Lídia entra em defesa do Ogro. Ela está sempre defendendo alguém, é cansativo, às vezes.
“Espero que ele se apaixone pela Alex, de Atração Fatal”, respondo, ressentida, não por ele significar alguma coisa, mas, poxa vida, o cara me chamou de Gollum, ele merece algo ruim mesmo.
“Meu Deus, Tatá, a Glenn Close? Credo! Querida, ele já vive a consequência das decisões ruins.”, Santa Lídia retruca.
“É possível que ele queira te pedir desculpas, Tatá, depois do que André falou com ele.”, Carol intervém.
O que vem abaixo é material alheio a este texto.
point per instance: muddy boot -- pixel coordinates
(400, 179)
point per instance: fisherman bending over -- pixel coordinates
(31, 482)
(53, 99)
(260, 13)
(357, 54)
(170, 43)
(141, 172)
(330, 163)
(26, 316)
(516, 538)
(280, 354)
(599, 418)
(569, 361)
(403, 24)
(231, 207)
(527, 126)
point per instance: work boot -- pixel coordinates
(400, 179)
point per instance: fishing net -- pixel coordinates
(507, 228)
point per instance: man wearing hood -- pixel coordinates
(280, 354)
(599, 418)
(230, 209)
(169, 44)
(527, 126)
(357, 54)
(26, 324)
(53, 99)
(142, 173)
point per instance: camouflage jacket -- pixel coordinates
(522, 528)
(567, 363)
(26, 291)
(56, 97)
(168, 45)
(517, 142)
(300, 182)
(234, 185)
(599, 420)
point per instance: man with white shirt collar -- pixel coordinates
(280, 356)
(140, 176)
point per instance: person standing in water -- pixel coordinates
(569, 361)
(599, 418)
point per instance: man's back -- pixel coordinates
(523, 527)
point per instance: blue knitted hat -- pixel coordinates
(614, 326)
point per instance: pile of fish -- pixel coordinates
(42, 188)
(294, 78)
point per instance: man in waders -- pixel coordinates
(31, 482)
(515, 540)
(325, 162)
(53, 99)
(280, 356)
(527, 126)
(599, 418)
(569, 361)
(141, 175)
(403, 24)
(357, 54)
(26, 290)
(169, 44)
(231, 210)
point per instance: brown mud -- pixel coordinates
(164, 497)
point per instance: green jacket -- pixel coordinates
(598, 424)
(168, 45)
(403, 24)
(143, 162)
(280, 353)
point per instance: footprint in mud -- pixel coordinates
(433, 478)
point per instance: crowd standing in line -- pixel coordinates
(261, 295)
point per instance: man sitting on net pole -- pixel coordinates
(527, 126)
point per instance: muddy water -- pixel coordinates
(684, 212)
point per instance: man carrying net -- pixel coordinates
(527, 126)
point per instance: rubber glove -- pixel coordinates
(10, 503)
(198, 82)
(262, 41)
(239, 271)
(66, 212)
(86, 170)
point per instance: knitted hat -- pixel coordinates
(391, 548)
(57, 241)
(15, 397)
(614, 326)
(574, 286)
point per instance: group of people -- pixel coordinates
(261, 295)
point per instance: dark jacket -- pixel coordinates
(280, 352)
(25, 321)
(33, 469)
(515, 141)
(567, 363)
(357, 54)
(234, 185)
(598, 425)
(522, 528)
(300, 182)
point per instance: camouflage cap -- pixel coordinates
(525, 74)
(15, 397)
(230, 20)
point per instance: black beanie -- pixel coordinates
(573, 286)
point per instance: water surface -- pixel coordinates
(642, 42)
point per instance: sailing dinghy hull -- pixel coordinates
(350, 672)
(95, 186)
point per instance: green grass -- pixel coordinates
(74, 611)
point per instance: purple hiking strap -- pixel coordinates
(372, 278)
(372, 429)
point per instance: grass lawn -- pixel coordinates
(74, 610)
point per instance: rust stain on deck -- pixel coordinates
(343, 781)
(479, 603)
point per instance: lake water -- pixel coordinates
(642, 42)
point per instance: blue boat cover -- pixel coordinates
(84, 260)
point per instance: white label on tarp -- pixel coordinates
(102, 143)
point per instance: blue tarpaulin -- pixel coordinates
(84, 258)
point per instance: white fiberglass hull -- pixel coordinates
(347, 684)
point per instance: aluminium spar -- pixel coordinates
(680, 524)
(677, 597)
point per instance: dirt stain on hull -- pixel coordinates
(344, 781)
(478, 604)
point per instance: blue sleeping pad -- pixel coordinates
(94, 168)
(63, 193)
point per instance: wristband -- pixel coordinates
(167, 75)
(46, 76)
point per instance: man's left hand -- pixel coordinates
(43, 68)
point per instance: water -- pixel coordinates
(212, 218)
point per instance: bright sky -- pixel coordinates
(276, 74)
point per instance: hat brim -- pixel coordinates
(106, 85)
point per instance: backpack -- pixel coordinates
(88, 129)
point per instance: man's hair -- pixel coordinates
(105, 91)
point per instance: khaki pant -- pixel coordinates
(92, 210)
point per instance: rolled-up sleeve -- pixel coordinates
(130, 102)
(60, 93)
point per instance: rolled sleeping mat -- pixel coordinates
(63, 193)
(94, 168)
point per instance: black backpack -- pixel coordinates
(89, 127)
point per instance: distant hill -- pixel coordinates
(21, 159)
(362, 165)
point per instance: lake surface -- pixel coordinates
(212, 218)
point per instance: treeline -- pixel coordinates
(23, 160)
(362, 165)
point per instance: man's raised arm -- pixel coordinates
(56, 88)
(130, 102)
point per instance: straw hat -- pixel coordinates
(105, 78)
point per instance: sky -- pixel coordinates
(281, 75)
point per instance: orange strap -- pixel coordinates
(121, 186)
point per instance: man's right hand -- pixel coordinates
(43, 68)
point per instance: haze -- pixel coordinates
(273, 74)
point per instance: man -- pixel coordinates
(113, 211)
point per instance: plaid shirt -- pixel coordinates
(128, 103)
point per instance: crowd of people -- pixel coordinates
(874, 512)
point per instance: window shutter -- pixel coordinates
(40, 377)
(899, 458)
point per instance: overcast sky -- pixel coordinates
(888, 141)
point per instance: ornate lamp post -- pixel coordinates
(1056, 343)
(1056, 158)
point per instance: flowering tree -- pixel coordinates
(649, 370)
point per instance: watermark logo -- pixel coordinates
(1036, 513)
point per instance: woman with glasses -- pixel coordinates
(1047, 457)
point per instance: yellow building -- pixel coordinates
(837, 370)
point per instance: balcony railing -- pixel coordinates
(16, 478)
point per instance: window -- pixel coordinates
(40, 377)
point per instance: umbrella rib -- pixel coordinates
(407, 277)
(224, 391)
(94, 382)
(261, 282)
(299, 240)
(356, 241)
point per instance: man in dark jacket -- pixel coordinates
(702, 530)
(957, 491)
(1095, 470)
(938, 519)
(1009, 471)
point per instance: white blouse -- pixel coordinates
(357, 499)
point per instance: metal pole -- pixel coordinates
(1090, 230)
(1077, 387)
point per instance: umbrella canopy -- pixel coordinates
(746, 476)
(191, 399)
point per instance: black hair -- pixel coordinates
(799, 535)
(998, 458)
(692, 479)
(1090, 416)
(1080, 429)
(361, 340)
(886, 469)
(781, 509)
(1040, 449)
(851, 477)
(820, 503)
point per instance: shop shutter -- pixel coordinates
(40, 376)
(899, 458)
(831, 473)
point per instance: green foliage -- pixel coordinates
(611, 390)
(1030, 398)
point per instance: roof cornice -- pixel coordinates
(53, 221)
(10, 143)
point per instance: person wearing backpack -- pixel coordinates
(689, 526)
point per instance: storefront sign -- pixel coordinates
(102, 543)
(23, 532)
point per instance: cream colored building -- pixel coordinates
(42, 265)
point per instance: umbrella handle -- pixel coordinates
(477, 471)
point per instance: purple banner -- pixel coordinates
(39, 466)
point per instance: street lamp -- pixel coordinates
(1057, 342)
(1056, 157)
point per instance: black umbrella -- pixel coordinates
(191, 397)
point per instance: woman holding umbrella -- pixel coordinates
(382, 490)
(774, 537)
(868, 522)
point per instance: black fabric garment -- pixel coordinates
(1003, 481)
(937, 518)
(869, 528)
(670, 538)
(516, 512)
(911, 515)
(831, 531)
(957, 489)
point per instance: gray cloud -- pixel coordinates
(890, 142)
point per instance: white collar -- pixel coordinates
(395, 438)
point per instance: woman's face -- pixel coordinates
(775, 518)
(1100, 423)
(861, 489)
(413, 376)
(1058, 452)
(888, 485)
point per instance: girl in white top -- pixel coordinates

“Não quero desculpas, aliás, não quero vê-lo novamente, agradeço a compressão”, encerro o assunto e já engato outro para deixar esse para lá: “O que vocês farão hoje?”
Só me falta essa, Shrek me pedir desculpas por algo que ele não acha que fez errado, só porque o amigo pediu. Nem pensar! Seja pelo menos íntegro, meu filho. Se é para ser cafajeste, seja com toda sua alma, como ouvi alguém dizer: “seja inteiro, nada teu exagera ou exclui, sê todo em cada coisa, põe o que é, no mínimo que fazes, assim como em cada lago, a lua toda brilha, porque alta vive.” Ou algo desse tipo. Sou capaz de perdoá-lo por ser fiel a suas regras ridículas, mas jamais por ceder pela pressão externa. Seja quem você é, ainda que seja o Shrek!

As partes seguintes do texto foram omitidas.